What price the freedom to eat a cheesecake? Is this the ideal? Using the state's cumbersome but mighty arm to beat us into making particular government-approved lifestyle choices?
If we care about personal freedoms then what we want is an educated public that makes its own choices, rather than being coerced one way or the other.
Public health should be about giving people the facts and information they need to support those choices, starting from an early age in school.
The government should regulate food production so it is prepared in a safe environment and consumers don't find odds and sods in their tin of beans.
Regulators should also keep a tight grip on marketers' propaganda so that advertisers can't hammer us with false information or target children. They must force firms to label food clearly with its contents so we are under no illusions or misunderstandings about what is contained in it.
These are reasonable curtailments on the food industry, but to tax fatty or sugary products is a gratuitous financial punishment on consumers for exercising their right to eat what they want. And it disproportionately affects those on lower incomes.

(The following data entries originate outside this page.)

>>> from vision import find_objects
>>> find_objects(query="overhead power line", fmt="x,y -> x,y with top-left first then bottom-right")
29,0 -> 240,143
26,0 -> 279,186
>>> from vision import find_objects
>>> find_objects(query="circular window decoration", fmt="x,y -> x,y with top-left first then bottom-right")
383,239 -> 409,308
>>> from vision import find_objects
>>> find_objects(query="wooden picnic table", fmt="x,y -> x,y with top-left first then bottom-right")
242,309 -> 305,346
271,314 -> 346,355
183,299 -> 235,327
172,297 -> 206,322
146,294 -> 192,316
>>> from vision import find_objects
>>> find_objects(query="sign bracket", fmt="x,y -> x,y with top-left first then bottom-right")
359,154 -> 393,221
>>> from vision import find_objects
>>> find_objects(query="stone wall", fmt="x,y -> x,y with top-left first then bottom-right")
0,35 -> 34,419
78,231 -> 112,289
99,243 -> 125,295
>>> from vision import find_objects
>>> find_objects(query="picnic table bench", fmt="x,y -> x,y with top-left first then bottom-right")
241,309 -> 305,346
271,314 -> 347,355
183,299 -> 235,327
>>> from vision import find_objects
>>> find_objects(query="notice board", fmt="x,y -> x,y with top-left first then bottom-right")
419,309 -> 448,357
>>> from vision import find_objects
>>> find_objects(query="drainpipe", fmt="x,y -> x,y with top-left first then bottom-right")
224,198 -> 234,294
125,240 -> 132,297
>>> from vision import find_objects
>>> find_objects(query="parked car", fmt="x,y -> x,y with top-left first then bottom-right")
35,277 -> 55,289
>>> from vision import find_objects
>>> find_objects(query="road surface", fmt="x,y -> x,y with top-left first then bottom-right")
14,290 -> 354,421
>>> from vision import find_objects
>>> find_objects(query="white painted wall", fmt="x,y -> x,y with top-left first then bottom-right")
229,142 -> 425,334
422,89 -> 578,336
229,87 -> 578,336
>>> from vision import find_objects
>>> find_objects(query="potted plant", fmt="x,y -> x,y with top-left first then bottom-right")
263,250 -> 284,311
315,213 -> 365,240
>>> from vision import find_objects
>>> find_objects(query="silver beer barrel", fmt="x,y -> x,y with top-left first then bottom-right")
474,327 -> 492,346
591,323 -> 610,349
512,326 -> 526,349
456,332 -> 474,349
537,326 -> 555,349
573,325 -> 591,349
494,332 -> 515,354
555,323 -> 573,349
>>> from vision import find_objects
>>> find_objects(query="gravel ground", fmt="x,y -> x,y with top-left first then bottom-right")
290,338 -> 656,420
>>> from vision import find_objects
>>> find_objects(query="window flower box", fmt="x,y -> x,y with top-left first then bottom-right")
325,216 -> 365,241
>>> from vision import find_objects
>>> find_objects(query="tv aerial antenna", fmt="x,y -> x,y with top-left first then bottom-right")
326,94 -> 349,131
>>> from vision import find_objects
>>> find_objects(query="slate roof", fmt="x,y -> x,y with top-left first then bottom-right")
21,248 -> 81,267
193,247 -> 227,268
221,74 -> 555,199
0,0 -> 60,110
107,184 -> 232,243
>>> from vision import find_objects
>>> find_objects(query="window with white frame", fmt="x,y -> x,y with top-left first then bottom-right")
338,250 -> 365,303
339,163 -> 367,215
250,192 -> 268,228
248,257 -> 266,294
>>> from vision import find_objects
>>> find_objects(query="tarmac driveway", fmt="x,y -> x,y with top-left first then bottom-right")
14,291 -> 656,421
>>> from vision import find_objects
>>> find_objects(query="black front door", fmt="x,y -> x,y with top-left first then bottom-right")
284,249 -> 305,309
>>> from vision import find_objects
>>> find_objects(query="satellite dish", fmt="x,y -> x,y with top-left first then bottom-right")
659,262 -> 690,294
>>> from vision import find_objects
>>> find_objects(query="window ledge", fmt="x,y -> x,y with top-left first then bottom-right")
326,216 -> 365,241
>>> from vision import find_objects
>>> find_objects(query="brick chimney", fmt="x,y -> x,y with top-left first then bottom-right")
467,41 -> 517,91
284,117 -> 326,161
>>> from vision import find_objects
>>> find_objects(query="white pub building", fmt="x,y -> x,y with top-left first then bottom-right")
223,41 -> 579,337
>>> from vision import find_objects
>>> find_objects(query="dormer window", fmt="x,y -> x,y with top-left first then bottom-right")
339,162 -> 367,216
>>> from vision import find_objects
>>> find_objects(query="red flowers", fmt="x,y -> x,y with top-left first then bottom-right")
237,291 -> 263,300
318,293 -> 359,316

Not only that, but it ignores that I can buy all of the ingredients separately and bake myself an enormous cake at home. What is the government going to do? Spot checks on homes to see what we're making in our own kitchens? Make us declare we cooked some roast potatoes in beef dripping last Sunday so we can retrospectively be taxed for it?
Some people whinge about the costs of obesity and unhealthy lifestyles to the NHS. But so what? The NHS should be there to underpin our freedoms. It is a health service we all work hard to pay for through taxation.
It is free at the point of delivery. It means those who are on low incomes can eat unhealthily without worrying about having to foot the bill if there are any problems.
Otherwise the personal freedoms to eat what we want and get as fat as we like, should we so choose, become the preserve of the wealthy who can afford life-lengthening healthcare.
That counts for other things too, like sports injuries. Perhaps we should all stop playing football because of the costs to the NHS from broken limbs and pulled muscles?
We're not stupid. We have the information we need. We know where we can get hold of the facts if we want them. Nobody chowing down on a pack of Starburst thinks they're eating a bowl of fruit.
If people want to live healthier lifestyles there are plenty of support groups who can help them to do that. Only a snob thinks people are too thick to understand what it takes to live healthily. And only a nannying state puts punitive taxes on lifestyles it doesn't agree with.
You like eating apples and doing yoga? Fine. Just leave me and my cheese board alone.